A Google data center. Screenshot from Google Sustainability YouTube.
One example of this is the so-called Data Center Valley, a flagship data center cluster project by the Kazakh government, to be built in the city of Ekibastuz in the east. Promised to become a full-fledged international computing hub, the project is expected to rely on highly polluting coal for electricity generation and require 300 MW at maximum capacity. This certainly does not bode well for Ekibastuz residents who already struggle with air pollution due to nearby coal-powered industrial plants. The city is on the list of places with “elevated levels of [air] pollution.”
Another mega project is the Akashi Data Center near the capital Astana, the region’s first and only Tier IV data center, expected to become the region’s largest upon completion at the end of 2026, with 4,200 racks.

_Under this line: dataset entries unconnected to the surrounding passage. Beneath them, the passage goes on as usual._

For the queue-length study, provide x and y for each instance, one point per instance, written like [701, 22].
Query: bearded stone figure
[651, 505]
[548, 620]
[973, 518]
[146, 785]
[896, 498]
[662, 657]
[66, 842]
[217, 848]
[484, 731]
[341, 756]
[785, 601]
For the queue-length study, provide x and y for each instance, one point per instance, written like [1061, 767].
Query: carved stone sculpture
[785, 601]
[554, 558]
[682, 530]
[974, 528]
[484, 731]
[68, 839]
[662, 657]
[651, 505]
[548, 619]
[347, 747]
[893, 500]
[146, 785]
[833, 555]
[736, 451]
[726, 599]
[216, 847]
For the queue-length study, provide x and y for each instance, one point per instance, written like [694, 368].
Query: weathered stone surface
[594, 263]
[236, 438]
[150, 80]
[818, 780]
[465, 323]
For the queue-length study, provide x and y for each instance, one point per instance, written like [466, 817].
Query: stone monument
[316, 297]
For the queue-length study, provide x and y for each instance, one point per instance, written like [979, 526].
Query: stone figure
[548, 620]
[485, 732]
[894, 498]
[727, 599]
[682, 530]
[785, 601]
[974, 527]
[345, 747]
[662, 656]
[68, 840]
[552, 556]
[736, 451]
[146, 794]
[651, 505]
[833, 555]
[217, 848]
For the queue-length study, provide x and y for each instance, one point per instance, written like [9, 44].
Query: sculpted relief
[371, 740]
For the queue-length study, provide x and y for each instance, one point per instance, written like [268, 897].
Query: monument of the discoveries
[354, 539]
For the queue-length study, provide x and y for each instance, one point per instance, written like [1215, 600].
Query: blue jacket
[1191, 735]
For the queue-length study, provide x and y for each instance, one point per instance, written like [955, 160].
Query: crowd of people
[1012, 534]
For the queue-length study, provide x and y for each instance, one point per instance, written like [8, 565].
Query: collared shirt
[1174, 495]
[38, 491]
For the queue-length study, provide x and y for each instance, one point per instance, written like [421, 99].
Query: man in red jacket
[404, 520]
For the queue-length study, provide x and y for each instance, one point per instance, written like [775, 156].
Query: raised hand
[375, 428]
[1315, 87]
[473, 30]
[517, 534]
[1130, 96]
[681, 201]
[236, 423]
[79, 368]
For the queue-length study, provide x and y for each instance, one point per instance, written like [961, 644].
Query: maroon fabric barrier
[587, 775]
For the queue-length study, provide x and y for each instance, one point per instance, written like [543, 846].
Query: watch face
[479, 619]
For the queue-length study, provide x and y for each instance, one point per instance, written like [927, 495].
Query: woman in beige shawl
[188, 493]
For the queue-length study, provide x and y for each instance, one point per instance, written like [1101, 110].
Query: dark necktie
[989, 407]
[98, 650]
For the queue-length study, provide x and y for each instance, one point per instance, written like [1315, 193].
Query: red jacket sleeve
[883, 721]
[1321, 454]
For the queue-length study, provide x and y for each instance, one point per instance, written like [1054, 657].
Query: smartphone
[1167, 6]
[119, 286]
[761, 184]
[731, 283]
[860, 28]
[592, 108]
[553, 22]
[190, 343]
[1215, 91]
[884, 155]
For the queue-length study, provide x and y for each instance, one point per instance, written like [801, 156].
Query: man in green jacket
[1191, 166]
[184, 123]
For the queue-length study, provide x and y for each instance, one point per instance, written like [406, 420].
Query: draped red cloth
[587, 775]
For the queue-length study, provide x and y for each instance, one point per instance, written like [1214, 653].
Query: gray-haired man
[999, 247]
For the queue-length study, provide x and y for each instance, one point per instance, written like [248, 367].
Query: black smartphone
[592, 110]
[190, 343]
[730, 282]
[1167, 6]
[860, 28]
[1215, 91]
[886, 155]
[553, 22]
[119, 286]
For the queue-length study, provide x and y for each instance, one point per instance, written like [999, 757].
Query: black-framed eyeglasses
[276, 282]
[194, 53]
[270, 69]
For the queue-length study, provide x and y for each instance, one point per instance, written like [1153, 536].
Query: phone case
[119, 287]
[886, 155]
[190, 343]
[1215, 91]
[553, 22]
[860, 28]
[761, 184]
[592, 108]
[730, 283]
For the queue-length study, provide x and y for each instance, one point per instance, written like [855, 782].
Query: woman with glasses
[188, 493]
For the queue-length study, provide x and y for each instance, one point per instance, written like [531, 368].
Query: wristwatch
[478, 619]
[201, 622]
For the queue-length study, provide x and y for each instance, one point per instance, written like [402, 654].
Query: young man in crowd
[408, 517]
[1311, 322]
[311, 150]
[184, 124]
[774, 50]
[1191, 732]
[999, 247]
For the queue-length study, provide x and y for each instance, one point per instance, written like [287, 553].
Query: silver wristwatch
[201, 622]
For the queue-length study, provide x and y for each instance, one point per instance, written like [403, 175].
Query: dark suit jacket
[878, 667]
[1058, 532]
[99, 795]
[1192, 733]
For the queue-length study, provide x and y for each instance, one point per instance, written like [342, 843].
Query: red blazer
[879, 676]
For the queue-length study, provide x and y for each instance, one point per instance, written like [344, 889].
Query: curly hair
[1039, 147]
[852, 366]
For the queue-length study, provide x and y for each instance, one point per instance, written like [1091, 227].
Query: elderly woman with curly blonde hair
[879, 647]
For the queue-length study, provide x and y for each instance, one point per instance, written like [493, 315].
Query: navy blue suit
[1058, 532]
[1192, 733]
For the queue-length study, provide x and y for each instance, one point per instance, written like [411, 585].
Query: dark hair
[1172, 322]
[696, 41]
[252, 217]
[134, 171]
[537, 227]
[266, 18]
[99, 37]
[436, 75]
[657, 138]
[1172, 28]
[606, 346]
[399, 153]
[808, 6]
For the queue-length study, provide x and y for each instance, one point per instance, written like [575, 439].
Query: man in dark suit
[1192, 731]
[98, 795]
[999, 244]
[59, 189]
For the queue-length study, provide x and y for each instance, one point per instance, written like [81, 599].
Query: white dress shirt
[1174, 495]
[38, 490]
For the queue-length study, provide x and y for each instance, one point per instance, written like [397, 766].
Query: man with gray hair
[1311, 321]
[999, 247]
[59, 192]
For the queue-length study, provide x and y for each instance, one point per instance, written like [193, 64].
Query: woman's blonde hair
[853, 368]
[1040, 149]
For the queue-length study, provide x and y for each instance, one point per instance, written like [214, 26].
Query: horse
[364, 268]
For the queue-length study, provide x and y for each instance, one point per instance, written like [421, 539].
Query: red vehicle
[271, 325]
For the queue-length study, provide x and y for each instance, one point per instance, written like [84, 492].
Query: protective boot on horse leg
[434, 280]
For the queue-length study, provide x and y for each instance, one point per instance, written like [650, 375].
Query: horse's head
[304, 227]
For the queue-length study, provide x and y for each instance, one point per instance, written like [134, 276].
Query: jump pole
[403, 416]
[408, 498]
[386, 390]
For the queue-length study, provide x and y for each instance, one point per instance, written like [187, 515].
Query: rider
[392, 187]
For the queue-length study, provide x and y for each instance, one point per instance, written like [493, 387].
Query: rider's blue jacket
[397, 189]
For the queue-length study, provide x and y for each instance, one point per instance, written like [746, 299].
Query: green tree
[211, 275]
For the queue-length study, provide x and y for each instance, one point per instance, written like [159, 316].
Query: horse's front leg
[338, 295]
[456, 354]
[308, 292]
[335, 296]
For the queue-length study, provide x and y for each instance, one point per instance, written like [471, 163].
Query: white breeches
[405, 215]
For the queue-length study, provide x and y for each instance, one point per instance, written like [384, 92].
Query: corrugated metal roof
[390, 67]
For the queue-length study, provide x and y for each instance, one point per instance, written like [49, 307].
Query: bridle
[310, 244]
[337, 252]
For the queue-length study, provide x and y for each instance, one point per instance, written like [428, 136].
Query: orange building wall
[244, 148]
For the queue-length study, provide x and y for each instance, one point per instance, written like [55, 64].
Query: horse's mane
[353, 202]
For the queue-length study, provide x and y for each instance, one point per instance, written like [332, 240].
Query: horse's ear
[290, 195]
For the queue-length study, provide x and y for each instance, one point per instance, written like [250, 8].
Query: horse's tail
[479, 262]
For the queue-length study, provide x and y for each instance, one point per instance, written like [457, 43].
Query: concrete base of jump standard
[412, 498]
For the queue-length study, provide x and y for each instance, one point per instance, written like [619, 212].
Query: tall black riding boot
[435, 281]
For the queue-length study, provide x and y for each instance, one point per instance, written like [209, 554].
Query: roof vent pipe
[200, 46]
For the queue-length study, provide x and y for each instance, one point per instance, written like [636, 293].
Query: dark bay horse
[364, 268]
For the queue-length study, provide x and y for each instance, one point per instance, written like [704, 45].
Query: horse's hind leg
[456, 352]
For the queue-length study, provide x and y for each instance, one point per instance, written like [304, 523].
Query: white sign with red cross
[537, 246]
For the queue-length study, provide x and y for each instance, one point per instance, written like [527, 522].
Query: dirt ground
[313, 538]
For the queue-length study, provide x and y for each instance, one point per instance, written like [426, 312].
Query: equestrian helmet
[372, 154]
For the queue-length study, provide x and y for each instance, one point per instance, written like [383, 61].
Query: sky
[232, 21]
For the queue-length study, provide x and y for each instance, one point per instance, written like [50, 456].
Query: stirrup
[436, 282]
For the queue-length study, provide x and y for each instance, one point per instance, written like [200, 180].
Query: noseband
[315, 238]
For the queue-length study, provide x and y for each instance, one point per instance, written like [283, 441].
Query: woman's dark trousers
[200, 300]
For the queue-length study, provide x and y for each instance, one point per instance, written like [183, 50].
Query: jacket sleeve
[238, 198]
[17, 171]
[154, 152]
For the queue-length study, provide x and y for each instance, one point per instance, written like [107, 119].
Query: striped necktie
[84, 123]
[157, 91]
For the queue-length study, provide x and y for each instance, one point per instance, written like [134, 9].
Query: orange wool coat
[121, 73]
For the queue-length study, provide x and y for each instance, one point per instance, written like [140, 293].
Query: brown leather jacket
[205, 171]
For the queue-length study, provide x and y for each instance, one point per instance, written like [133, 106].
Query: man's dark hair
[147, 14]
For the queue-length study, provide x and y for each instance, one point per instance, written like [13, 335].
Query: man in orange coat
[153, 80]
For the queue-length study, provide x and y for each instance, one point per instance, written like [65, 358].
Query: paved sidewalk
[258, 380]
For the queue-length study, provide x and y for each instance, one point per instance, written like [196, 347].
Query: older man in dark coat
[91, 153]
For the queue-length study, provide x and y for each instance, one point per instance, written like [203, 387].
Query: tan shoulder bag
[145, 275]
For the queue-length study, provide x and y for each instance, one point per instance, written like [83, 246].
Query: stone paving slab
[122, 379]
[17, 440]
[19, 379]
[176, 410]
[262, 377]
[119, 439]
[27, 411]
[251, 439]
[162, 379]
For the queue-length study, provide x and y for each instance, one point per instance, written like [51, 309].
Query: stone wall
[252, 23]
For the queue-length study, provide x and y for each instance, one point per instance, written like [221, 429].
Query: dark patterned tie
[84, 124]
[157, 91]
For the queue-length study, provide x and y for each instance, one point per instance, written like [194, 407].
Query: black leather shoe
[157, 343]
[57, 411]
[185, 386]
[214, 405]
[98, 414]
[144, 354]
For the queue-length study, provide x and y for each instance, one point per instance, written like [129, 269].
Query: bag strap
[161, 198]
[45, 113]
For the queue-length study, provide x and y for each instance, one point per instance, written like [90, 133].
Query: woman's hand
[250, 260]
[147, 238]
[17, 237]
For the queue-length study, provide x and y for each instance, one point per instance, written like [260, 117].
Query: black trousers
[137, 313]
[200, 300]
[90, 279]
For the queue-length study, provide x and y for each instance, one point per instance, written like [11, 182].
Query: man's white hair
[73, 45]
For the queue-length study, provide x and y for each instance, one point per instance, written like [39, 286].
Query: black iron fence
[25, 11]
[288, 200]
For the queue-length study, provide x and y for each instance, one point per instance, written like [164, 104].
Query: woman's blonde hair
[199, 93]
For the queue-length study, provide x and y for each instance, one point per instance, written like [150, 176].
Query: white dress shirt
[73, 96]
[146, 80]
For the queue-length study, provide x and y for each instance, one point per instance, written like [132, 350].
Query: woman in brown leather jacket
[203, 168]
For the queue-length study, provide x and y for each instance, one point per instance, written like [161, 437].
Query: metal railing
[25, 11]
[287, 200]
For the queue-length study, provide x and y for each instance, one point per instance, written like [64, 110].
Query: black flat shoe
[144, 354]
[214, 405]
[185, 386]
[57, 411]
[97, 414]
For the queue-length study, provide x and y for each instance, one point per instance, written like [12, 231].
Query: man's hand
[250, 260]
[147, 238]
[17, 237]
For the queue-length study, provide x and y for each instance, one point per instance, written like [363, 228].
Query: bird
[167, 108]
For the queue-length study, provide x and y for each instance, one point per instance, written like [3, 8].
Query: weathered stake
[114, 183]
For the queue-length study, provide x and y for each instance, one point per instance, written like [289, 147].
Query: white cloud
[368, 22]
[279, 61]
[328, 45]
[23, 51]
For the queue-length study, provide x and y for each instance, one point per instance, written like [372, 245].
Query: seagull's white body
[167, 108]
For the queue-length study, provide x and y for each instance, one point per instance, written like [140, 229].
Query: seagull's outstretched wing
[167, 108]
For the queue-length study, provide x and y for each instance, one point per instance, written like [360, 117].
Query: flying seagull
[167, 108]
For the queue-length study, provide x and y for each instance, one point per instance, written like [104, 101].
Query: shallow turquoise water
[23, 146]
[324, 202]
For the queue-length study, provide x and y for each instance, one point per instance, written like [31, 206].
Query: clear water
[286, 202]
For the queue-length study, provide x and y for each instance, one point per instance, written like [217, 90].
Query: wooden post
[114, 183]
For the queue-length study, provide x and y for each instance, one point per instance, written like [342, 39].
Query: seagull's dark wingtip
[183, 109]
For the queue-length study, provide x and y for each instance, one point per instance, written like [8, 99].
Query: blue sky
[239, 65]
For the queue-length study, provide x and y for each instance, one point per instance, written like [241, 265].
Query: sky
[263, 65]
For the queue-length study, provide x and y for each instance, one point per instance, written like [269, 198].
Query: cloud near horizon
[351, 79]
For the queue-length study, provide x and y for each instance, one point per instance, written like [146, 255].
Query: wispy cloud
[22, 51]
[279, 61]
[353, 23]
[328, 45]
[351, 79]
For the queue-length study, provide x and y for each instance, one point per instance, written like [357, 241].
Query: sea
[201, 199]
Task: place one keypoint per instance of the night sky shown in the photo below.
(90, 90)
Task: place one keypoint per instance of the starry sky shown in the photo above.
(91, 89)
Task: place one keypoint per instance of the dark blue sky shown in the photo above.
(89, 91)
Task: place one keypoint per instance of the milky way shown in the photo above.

The operators plan to build a dedicated gas-powered power plant with up to 1 GW capacity, an odd decision given that the rest of the country faces a mounting energy deficit and air pollution due to the heavy use of coal for energy production.
In neighboring Uzbekistan, the government has teamed up with the Chinese Shanghai LinkWise Data to build a hyperscale data center for AI and high computing technologies in the northwestern Karakalpakstan region. Upon its completion, the facility will reach 300 MW capacity and become one of the largest data centers in the region. It will be powered by the Takhiatash Thermal Power Plant, which uses natural gas for electricity production, although there are plans to use hydrogen, solar, and wind energy resources in the future.
A satellite view of the Aral Sea between 1989 and 2014, highlighting the extreme shrinkage. Image from Wikimedia Commons. Public Domain.
The lack of discussions of the environmental impact of this project, which requires major water and energy commitments, is baffling, given Uzbekistan’s significant energy and water shortage problems. The water shortage problem is particularly salient in Karakalpakstan, which is home to the dried-up Aral Sea and acute water shortage challenges.
Considered one of the most vulnerable regions to climate change, and with rapidly growing populations and economies, the current-day issues related to water and energy shortages in Central Asia warn against the hasty construction of large-scale data centers without proper evaluation of their long-term impact.
In each of the above contexts — Southeast Asia, South Asia, and Central Asia — governments are proceeding at a breakneck pace to welcome tech investment, regardless of how it may affect nearby communities. In Latin America, some communities fought back, and in some cases, won.
Asia’s reckoning with the data center boom is only beginning. Whether governments here will heed those lessons, or repeat the same mistakes under the banner of development and innovation, remains to be seen. What is certain is that the cost of getting it wrong will not be borne by the tech giants building these facilities, but by the people living in their shadow.